Leïla Slimani |
Leïla Slimani: “Quanto mais você progride na hierarquia social, mais branca você parece aos olhos dos brancos”
Após o sucesso de ‘Canção de Ninar’, a escritora franco-marroquina publica ‘O País dos Outros’, uma saga inspirada na história de seus avós nos tempos coloniais com a que indaga sobre a “a maldição da mestiçagem”
ALEX VICENTE
01 MAR 2021
Após ganhar o Prêmio Goncourt com Canção de Ninar, análise sociológica do clássico da babá assassina e fenômeno internacional traduzido a 44 línguas, Leïla Slimani (Rabat, 1981) abre com Le Pays des Autres (O País dos Outros, sem tradução ao português) uma nova trilogia sobre a história de sua família. A protagonista é Mathilde, um personagem inspirado em sua avó, uma jovem alsaciana no Marrocos colonial de 1946. Slimani, que mora na França desde os 17 anos, escreve sobre o drama silencioso que conhece de primeira mão: a condição de ser outro.
Pergunta. Até hoje você havia sido reticente a entrar no terreno íntimo e familiar. Por qual motivo?
Resposta. Dou muita importância à imaginação, de modo que me apoiar no autobiográfico me parecia um fracasso. À medida que escrevia mais e lia os diários íntimos e a correspondência de outros autores, percebi que é inevitável reutilizar aspectos pessoais. No fundo, Canção de Ninar também era um livro muito íntimo: eu o escrevi quando tive meu filho, que era cuidado por uma babá, em um momento em que me sentia dividida entre aspirações diferentes.
P. Por vezes, seu registro lembra o realismo mágico, como quando usa o símbolo da limaranja, enxerto de limão e laranja. Os autores latino-americanos a influenciaram?
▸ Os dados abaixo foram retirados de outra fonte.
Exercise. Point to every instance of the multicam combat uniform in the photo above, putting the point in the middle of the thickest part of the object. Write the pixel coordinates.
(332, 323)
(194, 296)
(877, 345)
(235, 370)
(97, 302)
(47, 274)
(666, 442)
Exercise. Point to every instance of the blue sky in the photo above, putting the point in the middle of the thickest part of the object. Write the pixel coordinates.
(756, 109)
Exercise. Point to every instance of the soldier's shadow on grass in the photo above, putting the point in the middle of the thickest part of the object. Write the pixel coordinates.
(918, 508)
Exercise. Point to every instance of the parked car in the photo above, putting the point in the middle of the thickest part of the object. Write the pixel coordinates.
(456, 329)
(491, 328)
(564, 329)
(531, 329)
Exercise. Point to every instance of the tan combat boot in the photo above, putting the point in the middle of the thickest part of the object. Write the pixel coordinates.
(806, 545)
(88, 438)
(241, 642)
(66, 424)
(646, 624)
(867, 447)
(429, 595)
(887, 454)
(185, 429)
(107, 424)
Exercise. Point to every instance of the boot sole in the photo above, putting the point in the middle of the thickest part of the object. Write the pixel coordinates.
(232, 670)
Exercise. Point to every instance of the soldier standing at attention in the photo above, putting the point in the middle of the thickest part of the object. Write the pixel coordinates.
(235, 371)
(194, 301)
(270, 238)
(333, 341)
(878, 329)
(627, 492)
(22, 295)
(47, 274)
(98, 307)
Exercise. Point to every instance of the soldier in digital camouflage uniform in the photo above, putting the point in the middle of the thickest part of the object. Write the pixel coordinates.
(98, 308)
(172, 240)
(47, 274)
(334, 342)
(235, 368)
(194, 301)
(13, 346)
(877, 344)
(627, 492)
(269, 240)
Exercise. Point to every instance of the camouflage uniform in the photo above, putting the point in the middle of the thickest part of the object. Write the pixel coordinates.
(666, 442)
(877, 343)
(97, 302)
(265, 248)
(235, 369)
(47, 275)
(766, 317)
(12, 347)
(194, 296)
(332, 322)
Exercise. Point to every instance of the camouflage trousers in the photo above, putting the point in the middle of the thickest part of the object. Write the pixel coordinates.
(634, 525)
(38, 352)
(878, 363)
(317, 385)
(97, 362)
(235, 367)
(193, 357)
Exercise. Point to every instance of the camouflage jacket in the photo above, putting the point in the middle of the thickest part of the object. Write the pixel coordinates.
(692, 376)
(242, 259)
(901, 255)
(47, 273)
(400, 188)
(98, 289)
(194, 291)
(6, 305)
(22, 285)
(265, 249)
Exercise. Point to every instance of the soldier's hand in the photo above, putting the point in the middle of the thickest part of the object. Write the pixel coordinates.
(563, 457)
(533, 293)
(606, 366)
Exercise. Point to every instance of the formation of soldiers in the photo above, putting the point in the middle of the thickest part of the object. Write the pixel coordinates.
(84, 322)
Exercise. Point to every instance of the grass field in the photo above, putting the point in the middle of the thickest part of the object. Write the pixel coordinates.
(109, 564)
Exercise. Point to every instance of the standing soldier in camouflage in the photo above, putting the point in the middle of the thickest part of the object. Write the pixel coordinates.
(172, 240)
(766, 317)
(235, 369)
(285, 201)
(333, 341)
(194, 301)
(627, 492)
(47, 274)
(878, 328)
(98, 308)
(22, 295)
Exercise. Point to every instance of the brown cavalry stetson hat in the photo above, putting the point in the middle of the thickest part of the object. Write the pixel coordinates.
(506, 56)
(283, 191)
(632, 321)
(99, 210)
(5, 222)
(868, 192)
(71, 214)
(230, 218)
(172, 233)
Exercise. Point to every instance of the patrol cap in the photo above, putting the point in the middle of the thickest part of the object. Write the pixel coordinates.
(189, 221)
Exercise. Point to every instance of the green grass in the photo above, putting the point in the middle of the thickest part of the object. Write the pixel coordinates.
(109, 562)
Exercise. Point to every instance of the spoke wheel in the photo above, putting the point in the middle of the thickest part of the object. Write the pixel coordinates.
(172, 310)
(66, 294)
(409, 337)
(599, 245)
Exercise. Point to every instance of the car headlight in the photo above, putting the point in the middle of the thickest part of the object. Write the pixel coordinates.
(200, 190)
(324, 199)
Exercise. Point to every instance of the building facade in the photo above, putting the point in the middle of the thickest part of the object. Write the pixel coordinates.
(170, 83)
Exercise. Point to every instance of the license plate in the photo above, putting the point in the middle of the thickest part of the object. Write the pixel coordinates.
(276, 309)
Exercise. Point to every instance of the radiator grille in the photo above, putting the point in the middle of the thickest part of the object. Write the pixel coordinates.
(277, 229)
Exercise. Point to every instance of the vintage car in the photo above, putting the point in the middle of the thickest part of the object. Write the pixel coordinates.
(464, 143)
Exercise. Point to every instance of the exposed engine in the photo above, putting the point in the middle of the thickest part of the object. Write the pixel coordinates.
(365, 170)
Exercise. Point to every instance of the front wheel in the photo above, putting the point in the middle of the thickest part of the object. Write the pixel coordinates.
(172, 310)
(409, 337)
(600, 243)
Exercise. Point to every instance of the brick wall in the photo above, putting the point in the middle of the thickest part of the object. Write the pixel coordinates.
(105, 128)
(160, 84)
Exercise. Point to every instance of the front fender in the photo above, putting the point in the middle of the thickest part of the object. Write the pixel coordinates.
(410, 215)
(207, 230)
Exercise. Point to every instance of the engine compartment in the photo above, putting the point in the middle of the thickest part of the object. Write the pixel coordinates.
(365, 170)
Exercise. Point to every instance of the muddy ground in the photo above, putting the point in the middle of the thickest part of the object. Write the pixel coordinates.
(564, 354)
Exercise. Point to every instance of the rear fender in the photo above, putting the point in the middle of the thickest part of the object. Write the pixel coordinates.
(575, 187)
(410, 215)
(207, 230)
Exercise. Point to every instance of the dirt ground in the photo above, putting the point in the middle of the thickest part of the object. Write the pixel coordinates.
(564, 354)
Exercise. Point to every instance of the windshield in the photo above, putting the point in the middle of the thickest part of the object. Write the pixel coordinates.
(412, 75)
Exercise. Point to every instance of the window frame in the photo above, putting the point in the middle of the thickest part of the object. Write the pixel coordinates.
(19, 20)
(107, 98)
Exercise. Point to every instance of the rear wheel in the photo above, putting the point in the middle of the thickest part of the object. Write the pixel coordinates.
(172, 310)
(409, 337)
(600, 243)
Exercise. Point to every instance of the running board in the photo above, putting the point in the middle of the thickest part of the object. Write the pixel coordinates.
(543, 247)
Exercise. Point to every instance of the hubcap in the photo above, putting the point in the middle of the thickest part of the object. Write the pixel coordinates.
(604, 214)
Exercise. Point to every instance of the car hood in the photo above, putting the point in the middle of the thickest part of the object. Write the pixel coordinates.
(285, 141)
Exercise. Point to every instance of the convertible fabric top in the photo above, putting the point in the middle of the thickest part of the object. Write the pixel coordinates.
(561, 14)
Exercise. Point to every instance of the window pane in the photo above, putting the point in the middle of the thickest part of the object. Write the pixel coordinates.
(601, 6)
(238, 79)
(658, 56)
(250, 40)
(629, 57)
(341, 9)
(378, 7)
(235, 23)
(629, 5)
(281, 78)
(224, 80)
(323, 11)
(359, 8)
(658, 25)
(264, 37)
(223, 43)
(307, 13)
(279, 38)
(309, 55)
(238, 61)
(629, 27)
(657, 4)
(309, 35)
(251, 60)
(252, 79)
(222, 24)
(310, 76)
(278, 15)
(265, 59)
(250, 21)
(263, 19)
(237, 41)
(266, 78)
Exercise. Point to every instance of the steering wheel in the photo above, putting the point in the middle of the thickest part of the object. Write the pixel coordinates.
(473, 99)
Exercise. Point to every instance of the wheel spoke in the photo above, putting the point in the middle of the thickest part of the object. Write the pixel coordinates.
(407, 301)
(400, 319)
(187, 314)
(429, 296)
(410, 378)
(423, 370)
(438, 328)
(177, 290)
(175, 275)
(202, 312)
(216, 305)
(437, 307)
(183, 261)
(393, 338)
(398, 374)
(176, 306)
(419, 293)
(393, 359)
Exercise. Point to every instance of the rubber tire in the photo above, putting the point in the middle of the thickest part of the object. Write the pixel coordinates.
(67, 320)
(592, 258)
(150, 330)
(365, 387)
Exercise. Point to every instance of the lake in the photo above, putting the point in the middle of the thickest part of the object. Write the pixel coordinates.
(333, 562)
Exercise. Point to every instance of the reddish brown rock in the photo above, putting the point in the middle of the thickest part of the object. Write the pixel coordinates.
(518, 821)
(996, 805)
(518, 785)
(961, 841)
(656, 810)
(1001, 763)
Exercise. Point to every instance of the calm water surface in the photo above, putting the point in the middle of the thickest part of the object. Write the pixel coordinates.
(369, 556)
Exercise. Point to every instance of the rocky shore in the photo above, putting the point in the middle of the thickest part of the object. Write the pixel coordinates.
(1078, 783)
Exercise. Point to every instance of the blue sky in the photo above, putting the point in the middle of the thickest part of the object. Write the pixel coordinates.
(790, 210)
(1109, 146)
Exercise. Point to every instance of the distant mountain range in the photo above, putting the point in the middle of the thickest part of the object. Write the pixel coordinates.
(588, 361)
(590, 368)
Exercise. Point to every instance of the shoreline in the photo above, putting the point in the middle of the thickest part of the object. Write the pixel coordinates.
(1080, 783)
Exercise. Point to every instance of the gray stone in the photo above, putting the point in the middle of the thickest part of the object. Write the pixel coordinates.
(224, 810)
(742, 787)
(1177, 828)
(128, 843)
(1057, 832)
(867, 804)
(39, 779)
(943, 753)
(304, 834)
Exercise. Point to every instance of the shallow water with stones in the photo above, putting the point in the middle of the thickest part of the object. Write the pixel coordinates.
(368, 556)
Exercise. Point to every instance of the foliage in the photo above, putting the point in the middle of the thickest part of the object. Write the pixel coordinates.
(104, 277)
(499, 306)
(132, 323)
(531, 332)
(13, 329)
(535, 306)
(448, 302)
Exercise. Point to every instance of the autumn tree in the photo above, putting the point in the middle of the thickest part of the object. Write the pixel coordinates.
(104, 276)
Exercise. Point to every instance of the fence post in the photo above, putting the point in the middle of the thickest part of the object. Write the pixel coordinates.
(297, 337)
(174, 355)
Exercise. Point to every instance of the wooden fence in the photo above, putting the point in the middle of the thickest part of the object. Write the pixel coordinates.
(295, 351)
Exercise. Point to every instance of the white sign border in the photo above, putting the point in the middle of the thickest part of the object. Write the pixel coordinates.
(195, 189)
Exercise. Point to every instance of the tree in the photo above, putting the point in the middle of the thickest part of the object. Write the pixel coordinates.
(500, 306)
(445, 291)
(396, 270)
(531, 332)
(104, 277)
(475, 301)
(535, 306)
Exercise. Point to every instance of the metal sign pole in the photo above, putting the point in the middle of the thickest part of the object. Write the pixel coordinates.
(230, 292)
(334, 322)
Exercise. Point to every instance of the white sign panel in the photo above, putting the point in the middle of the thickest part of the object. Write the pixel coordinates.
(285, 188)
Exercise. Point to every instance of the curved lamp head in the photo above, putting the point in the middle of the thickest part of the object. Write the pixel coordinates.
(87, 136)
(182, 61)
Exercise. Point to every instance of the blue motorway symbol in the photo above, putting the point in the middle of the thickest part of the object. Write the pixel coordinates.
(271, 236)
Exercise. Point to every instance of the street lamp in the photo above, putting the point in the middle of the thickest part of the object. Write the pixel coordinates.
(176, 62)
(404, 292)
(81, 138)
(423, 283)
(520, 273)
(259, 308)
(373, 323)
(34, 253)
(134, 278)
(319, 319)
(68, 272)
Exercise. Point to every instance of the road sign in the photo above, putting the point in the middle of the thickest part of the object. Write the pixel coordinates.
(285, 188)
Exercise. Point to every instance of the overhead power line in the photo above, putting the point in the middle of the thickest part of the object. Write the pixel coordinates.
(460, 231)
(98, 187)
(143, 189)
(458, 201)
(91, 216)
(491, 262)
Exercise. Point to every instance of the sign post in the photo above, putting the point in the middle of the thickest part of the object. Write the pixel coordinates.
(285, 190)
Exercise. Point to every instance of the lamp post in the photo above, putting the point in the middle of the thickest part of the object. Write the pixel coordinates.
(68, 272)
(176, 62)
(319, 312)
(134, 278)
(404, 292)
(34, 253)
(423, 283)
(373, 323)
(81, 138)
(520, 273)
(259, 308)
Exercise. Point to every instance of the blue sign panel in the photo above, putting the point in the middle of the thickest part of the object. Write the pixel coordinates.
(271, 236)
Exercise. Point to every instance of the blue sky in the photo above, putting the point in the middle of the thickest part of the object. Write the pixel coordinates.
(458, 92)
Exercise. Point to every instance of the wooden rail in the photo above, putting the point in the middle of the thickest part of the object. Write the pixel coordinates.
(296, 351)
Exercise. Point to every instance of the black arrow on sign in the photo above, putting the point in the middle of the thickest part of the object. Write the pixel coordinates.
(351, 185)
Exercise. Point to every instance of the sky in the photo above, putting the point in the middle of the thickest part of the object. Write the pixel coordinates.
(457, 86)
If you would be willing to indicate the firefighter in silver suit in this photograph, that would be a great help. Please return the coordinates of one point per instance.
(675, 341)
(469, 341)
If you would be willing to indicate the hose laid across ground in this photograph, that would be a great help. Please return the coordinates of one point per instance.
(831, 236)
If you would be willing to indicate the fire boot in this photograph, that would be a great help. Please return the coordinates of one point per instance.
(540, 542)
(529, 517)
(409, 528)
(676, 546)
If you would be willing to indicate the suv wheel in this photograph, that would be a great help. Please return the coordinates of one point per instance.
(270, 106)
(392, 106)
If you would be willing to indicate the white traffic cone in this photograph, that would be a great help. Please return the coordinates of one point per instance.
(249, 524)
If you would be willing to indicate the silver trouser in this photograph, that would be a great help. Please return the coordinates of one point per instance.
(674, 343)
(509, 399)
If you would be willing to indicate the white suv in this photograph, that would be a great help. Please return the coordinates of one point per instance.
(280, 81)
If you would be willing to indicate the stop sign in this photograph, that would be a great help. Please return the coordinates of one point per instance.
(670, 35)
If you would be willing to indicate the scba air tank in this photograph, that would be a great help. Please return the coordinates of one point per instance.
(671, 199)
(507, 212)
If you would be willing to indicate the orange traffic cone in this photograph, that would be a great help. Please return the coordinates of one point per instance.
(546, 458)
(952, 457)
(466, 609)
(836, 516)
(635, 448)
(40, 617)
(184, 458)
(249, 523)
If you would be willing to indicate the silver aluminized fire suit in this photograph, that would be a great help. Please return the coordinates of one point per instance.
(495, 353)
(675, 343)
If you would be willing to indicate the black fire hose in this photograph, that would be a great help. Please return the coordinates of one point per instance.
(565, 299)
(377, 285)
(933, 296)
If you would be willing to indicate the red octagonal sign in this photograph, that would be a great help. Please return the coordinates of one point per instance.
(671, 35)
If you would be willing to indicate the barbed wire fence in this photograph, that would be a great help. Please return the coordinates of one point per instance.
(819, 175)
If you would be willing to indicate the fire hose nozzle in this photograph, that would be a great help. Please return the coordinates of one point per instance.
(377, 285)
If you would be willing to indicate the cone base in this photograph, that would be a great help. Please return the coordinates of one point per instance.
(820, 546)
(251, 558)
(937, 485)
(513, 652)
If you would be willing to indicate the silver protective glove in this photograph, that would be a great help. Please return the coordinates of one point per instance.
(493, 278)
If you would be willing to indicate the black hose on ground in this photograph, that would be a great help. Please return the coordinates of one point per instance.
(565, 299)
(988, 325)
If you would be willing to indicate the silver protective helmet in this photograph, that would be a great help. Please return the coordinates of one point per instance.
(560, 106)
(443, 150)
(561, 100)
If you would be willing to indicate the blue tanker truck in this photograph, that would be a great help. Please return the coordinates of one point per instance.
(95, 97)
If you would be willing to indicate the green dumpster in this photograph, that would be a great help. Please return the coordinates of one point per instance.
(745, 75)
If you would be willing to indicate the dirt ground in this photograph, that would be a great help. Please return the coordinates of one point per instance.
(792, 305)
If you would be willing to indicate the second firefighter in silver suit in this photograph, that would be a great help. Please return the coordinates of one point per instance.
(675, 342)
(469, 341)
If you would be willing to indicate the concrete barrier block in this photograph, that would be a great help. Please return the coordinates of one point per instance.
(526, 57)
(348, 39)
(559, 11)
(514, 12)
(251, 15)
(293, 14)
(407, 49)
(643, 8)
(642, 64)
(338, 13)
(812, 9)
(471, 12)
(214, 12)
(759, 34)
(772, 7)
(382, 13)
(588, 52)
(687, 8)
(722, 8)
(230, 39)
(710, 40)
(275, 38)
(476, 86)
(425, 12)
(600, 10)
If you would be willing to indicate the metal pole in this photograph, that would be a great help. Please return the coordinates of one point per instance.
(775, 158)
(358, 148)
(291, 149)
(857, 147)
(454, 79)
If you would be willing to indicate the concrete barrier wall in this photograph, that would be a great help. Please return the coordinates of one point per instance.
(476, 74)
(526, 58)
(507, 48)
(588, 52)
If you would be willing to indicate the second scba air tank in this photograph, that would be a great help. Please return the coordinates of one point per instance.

R. No livro está meu amor por Faulkner e Carson McCullers, por Salman Rushdie e V.S. Naipaul, e também por García Márquez e Vargas Llosa, por Carlos Fuentes e Jorge Amado. Todos esses escritores fazem parte de meu imaginário por suas descrições da natureza, da sexualidade, do espiritual e do inexplicável. Os latino-americanos têm uma maneira de ver o mundo parecida à dos marroquinos. Essa mistura de influências ilustra a ideia da polinização na literatura. Sendo um livro sobre a mestiçagem, seria interessante que a própria escrita também fosse mestiça.
P. Você escreveu um livro sobre uma mulher branca discriminada no Magreb colonial. Era tão difícil ser branca no Marrocos da época como magrebina na França de hoje?
R. O estrangeiro nem sempre é quem se imagina. Ser estrangeiro é uma questão metafísica, a que as mulheres estamos bastante acostumadas: ser mulher já cria por si uma sensação de estranheza e de impostura em muitos momentos. A figura de Mathilde é ambivalente: por um lado representa o dominador, sendo branca, e por outro é marginalizada por ter se casado com um indígena. Nesse momento se considerava que essa mistura de sangue anunciava o fim do mundo. Se todo mundo se misturasse, a pureza deixaria de existir.
P. Precisamente, começa citando Édouard Glissant: “Maldição dessa palavra: mestiçagem. Vamos escrevê-la em caracteres enormes na página”. O que a mestiçagem tem de maldito?